Fine Gael slammed the "appalling wastage of taxpayers' money" exposed by the Comptroller and Auditor General (C&AG) and said his report should read as Environment Minister Martin Cullen's P45.
Fine Gael spokesman Bernard Allen said that the report was "damning" of Environment Minister Martin Cullen and his department; and that in any commercial firm the minister's actions would be a firing offence.
But a spokesman for Mr Cullen said the report was "very balanced".
He said it had found it was reasonable for the department to proceed as it had.
"At every stage, the minister and the Government have acted on the basis of official and expert advice and this is the approach we will continue to follow," he said.
To date, the Government has bought more than 7,000 electronic voting machines at a cost of almost €44m.
Consultancy and testing costs amounted to over €500,000 while advertising and promotion of the system cost close to €4m.
Plans to introduce electronic voting for the June 2004 national elections were abandoned in May after the Commission on Electronic Voting said it could not endorse the use of the system at the polls.

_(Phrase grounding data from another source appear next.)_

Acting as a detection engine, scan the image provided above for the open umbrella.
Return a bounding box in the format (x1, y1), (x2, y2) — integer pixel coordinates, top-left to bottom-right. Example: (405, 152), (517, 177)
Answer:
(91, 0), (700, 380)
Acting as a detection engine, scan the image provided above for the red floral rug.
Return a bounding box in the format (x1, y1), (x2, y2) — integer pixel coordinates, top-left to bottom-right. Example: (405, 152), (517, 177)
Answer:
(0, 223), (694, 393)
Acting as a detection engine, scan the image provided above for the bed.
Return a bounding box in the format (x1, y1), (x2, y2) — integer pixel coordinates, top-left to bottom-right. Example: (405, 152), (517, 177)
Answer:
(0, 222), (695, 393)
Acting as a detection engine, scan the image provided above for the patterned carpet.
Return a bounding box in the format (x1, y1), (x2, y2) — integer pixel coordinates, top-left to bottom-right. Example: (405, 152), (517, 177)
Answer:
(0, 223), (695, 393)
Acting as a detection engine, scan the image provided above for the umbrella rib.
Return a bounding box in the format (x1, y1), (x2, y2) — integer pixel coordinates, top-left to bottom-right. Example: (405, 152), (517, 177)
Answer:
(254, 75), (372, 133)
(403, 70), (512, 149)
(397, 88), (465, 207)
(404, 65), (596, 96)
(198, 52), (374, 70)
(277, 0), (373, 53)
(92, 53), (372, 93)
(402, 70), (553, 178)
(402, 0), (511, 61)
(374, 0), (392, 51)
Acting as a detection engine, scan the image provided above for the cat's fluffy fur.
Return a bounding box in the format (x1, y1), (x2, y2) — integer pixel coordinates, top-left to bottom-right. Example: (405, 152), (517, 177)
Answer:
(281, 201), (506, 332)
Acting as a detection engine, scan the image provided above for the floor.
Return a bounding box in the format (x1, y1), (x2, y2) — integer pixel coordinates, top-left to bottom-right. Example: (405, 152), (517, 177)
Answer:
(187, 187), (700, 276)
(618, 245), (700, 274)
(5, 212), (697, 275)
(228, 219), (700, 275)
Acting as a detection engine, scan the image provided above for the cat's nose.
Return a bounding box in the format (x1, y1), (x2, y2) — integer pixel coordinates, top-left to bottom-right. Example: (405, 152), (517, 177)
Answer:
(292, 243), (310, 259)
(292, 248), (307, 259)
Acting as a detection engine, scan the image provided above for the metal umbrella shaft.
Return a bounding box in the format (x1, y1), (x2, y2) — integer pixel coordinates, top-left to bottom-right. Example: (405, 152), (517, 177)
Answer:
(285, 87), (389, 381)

The C&AG found: "The project should have been subject to more rigorous cost/benefit analysis in view of the scale of the financial commitments involved."

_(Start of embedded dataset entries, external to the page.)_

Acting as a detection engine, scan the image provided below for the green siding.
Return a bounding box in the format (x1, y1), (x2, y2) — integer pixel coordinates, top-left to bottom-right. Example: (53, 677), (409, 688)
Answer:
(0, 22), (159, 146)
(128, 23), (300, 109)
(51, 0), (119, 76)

In June 2002, the Department of the Environment bought 400 voting machines and other equipment for use in the Nice Referendum even though a review had indicated the machines needed modifications which would cost less to do in the factory rather than post delivery.

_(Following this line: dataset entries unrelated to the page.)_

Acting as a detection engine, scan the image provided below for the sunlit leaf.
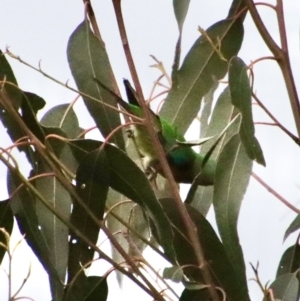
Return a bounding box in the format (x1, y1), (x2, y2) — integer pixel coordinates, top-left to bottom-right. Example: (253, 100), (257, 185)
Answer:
(0, 199), (13, 264)
(67, 20), (124, 150)
(160, 18), (244, 134)
(228, 56), (265, 166)
(213, 134), (252, 297)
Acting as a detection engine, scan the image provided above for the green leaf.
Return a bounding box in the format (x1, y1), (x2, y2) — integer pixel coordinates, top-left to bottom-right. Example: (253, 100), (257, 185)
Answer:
(68, 149), (110, 282)
(173, 0), (190, 33)
(191, 86), (234, 215)
(213, 134), (252, 297)
(163, 266), (184, 283)
(64, 274), (108, 301)
(228, 56), (266, 166)
(35, 162), (72, 300)
(160, 18), (244, 134)
(67, 20), (124, 150)
(158, 198), (250, 301)
(277, 242), (300, 278)
(7, 172), (62, 287)
(264, 274), (299, 301)
(66, 138), (174, 258)
(284, 215), (300, 241)
(0, 200), (14, 264)
(106, 191), (150, 285)
(41, 104), (81, 139)
(0, 50), (22, 109)
(180, 287), (211, 301)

Pre-delivery, the modifications would have cost €615 per machine.
That compared to the €2,300 cost of sending each machine back to the factory for modification after they had been shipped to Ireland.
The C&AG was told that the order for the machines was made at that time because they would not otherwise have been ready in time for the expected referendum date.
However, in his findings on the issue, he noted that this decision "ultimately resulted in avoidable costs of €680,000 being incurred".
The C&AG also noted that, while the Commission on Electronic Voting (CEV) had said it could not endorse the system's use at the polls for the 2004 elections, this conclusion was not based on any findings that the equipment would not work.